I am on the hunt for a better doc for DD, however; I am even more worried now than ever about her overall health.
We took her to a holistic dentist because she had large white spots on her four top front teeth. He basically told me that her teeth are suffering from malnutrition and going through a decalcification process I feel absolutely horrible for DD, and it leaves me wondering what I have done wrong. I'm at a loss as to getting her to eat more, and I don't really know what to do other than that.
post #16 of 25
Quote:
Originally Posted by KristyDi View Post
So in order to get her to gain weight the ped wants you to take away the food you can pretty much guarantee that she'll eat? That's illogical.
Yeah, completely illogical.
post #17 of 25
How much does she normally eat in a day?

I have heard really good things about feeding therapy (I think that is what they are called) that help kids who for whatever reason just don't eat enough.

I don't think weaning is the answer, but you may want to explore other reasons for her not getting enough to eat.

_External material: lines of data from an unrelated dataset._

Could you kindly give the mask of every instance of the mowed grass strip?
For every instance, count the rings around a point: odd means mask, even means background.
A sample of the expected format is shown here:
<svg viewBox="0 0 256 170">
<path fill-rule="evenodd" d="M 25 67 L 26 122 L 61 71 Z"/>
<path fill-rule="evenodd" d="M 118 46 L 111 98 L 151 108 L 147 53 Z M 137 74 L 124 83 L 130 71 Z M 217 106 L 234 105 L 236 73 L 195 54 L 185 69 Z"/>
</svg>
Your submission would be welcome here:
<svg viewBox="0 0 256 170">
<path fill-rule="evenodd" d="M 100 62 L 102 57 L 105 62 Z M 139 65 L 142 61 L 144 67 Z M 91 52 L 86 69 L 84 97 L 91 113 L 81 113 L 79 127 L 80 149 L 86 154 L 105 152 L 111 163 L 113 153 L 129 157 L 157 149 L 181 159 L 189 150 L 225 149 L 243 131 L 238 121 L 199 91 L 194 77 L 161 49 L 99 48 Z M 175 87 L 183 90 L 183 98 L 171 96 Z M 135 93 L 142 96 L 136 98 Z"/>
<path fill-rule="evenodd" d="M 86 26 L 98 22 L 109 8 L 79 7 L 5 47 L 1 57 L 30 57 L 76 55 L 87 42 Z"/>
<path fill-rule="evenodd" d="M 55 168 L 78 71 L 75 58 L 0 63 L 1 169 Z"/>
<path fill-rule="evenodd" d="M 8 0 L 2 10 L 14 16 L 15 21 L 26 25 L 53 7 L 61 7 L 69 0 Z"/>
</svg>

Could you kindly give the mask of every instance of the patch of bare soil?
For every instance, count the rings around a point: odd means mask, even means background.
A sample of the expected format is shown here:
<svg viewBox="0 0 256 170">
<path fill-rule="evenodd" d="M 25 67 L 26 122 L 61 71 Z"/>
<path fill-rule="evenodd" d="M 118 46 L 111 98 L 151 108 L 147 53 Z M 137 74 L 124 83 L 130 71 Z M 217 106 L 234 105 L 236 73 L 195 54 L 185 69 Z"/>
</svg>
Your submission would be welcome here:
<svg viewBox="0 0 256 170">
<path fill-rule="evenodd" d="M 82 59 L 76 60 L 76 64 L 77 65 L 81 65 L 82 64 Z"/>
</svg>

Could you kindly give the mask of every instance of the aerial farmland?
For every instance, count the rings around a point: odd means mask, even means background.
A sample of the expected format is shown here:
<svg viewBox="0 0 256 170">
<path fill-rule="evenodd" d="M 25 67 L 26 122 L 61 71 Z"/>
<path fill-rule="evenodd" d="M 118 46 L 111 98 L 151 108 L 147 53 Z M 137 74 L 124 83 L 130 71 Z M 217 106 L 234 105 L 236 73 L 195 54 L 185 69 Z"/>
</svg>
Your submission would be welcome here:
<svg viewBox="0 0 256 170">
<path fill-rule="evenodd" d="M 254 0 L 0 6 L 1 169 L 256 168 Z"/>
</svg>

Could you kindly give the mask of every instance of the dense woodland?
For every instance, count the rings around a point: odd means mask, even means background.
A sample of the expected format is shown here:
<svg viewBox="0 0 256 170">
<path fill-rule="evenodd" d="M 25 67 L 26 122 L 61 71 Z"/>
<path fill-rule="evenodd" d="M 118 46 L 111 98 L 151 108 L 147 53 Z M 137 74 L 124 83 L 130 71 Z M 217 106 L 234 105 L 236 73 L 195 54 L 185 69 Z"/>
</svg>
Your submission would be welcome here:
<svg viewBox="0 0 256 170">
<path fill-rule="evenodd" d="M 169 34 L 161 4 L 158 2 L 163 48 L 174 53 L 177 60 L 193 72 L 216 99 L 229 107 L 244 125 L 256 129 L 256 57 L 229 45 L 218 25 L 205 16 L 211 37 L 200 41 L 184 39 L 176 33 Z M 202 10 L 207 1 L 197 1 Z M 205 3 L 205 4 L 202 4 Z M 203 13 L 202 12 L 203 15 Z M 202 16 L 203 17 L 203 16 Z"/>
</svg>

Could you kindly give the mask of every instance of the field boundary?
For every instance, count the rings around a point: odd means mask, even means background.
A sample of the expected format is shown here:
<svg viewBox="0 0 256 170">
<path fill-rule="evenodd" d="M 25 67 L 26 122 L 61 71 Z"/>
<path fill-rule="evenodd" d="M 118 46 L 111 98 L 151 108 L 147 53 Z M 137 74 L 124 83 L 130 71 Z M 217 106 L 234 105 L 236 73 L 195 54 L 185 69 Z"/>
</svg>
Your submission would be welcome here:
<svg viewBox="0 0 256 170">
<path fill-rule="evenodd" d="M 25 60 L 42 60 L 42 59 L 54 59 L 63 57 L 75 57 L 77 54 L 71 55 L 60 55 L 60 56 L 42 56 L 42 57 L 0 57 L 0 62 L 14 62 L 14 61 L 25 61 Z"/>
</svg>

Worrying about your child getting enough nutrition is awful, I know. Just remember its not your fault -- you didn't do anything to cause her to not like eating!
post #18 of 25
Thread Starter 
Quote:
Originally Posted by lizziebits View Post
How much does she normally eat in a day?
The amount that she eats varies GREATLY, which I know is normal. Usually she eats very little. Like maybe the equivalent in size to like 2-3 chicken nuggets of food per day. But, every once in a while out of the blue she will eat 3x that per day for a week or so. She has been sick these last few days and I can't get anything into her at all (except breastmilk, of course). Her belly is looking distended and she is looking even thinner. But, last week, she was eating more than I have ever seen her eat. Too bad she got sick , we may have been on the way to a healthier baby
post #19 of 25
Has your ped talked to you about possible texture aversion issues in your DD? If this is what's going on, just taking away BM is not going to make her eat. She may need oral therapy from a speech therapist or occupational therapist.

I hope you get this issue resolved Mama! I know it can be stressful!
post #20 of 25
Thread Starter 
Quote:
Originally Posted by jecombs View Post
Has your ped talked to you about possible texture aversion issues in your DD? If this is what's going on, just taking away BM is not going to make her eat. She may need oral therapy from a speech therapist or occupational therapist.
No, she hasn't, but I'm not sure that is the problem. She eats a moderate variety of things soft, crunchy, sauces, toasted - it is more the quantity that is a problem. She will eat two or three bites at each sitting, if we are lucky. It is usually just one bite of each thing on her plate.